News Release

£10m ($16.6 million) funding boost to eliminate elephantiasis globally

Grant and Award Announcement

Liverpool School of Tropical Medicine

The Centre for Neglected Tropical Diseases (CNTD) at the Liverpool School of Tropical Medicine has been awarded £10 million by the UK Department for International Development (DFID) to support endemic countries in tackling lymphatic filariasis (LF) – a crippling disease more commonly known as elephantiasis.

The funding builds on earlier successful collaborations against lymphatic filariasis and will support programmes to reduce the prevalence of LF and other related neglected tropical diseases (NTDs) and make progress towards eventual elimination of LF. The award is part of a £50 million grant announced by the International Development Secretary, Douglas Alexander, to "wipe out deadly tropical diseases".

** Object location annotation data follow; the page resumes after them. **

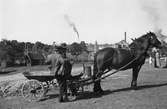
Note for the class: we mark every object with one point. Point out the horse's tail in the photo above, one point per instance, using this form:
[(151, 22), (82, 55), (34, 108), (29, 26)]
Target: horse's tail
[(95, 70)]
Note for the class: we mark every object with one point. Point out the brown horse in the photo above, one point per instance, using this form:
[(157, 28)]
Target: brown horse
[(115, 58)]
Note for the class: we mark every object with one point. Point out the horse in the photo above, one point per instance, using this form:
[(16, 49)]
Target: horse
[(133, 58)]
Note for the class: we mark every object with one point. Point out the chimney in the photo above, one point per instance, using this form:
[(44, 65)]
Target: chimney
[(125, 36)]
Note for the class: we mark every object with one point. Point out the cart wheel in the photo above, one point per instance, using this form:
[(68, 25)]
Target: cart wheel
[(32, 90), (72, 91)]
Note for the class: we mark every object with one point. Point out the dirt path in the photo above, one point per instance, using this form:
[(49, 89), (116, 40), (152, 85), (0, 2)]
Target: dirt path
[(151, 94)]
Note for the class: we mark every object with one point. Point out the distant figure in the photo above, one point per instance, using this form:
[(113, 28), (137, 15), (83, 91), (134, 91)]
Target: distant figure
[(150, 60), (61, 68), (156, 58)]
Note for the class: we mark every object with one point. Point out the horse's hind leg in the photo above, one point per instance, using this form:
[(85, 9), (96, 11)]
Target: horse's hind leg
[(97, 86), (135, 76)]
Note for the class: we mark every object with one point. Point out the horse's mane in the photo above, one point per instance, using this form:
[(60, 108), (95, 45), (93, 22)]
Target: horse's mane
[(138, 41)]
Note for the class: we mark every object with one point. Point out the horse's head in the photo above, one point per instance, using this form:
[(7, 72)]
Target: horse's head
[(154, 42)]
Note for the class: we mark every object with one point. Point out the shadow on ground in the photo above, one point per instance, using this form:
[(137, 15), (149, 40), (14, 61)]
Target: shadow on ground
[(7, 72), (89, 94)]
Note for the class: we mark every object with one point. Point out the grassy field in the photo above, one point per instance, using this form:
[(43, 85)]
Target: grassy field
[(151, 94)]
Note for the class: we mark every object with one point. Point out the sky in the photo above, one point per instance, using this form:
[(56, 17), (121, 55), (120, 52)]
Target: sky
[(104, 21)]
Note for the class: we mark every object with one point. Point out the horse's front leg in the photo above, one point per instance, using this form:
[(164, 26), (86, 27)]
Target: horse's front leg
[(135, 76), (97, 86)]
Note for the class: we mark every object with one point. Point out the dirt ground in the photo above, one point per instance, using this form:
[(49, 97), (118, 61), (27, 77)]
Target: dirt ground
[(151, 94)]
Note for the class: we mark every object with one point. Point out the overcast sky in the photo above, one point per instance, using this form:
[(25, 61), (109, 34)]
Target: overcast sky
[(101, 20)]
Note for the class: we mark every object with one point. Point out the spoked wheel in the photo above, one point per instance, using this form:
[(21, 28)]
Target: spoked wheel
[(32, 90), (72, 91)]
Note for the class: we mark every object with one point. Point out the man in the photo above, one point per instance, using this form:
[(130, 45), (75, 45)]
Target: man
[(61, 68)]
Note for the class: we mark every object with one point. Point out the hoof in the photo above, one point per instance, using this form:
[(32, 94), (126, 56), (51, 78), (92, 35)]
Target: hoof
[(134, 87)]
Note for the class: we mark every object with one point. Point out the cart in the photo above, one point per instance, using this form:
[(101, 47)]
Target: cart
[(36, 86)]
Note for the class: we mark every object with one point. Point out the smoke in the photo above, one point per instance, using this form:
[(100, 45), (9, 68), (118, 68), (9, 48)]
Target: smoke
[(71, 24), (152, 8), (155, 11)]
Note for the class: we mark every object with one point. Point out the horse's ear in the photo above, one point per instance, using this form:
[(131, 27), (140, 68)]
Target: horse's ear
[(132, 39)]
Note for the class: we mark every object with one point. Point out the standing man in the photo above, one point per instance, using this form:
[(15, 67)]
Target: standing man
[(61, 68)]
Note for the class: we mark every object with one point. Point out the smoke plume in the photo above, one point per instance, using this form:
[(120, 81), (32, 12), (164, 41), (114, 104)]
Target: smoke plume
[(155, 11), (71, 24)]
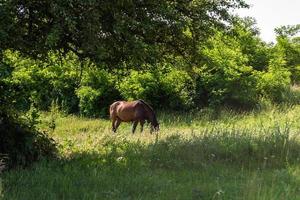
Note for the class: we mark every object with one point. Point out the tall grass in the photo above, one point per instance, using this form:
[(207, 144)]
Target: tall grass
[(254, 155)]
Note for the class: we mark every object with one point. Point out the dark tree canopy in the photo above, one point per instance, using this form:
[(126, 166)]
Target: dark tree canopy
[(111, 32)]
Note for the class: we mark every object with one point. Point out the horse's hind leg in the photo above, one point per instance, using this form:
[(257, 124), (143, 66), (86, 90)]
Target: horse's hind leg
[(117, 124), (142, 122), (134, 126), (113, 124)]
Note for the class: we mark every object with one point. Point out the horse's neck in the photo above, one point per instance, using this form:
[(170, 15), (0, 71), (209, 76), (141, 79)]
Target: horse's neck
[(150, 114)]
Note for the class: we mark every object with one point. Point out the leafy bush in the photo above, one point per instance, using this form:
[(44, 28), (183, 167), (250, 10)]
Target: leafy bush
[(226, 76), (21, 144), (141, 85), (96, 93), (274, 83), (179, 88)]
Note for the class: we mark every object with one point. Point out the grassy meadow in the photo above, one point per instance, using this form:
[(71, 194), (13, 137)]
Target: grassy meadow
[(200, 155)]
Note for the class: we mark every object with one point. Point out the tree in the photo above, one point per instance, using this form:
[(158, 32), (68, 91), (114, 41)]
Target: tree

Elephantiasis is a parasitic infection that causes acute and chronic illness, disability and disfigurement in 81 countries in Asia-Pacific, Asia and the Americas. More than a billion people around the globe – 18% of the world's population – are at risk of contracting the disease. Forty million have clinical symptoms which are painful, seriously disfiguring and debilitating. LF prevents people from working and contributes to a vicious cycle of ill health and poverty.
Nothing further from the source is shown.